Tech/Engineering

NAS data protection best practices

Stephen Manley, CTO

NAS data protection continues to be one of the most challenging topics for every organization, large or small. Even as organizations move to cloud, Kubernetes, and SaaS applications, the volume and importance of data on their NAS systems leaves them vulnerable to outages, attacks, and audits. Too often, we see decades-old backup architectures struggling to protect some of the most important and vulnerable data. You can do better.

Since each customer uses their NAS systems differently, there is no “one size fits all” answer to NAS backup. There is, however, a path we guide our customers through to help them meet the best practices for protecting their NAS environment. 

In this post, we walk through the steps to protecting your NAS systems — the data to gather, how to define requirements, the right solution bundle for each workload, and best practices for NAS backup configurations.

Why NAS, why now?

You are spending too much time, money, and energy on your NAS data protection because everybody is spending too much on NAS data protection. NAS systems will continue to expand over the next decade because even as VMs, databases, and business applications move to the cloud, core NAS workloads — homegrown applications, analytics, and business projects — will grow on-premises. 

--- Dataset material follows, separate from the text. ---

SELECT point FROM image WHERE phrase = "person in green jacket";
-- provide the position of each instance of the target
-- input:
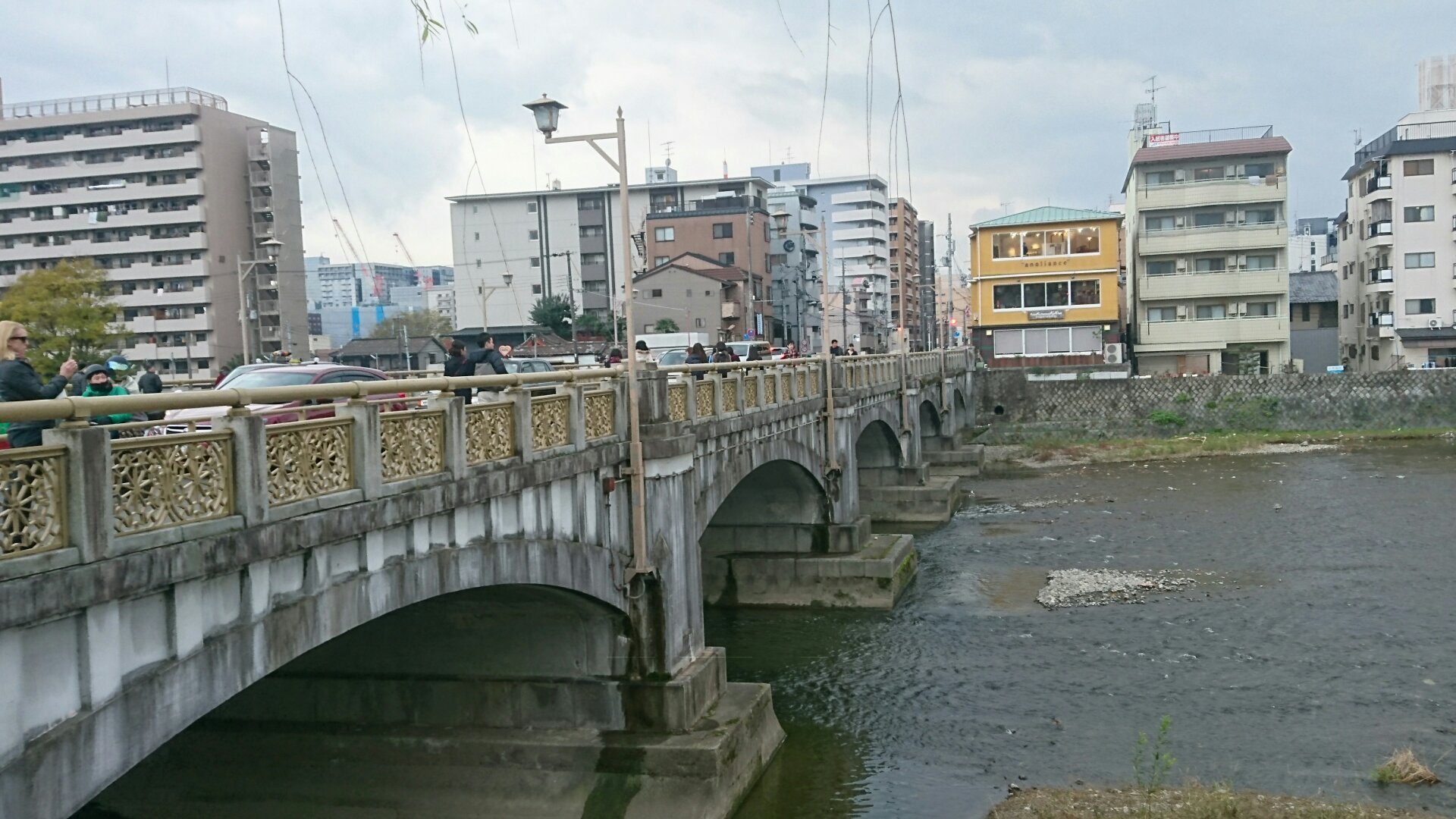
(98, 384)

The most common issues in NAS data protection are:

  • Protecting data that does not need to be protected.
  • Applying a “one size fits all” policy to all datasets on a NAS system, rather than applying a “per dataset/workload” policy.
  • Using overlapping protection tools, creating redundant copies while failing to provide full protection.
  • Not configuring backups properly.

Each of these issues occurs because the organization has not followed the best practices for NAS data protection. Now is the time to invest in creating the right architecture, so your organization will be well-positioned for the growth to come.

NAS data assessment

Begin by understanding what data is on your NAS system. 

First, you need to understand the types of workloads running on your NAS system. Our customers run everything from home directories to business applications, VMs and databases on their NAS systems, and they protect each of those workloads differently. Furthermore, when we run a data assessment, we always find some surprises. For example, many database administrators store TBs of database dumps on expensive NAS systems. If the organization protects the NAS system with a common policy, those database backups are stored, snapshotted, replicated, and backed up with the production NAS workloads, making them the most expensive database dumps in the world. 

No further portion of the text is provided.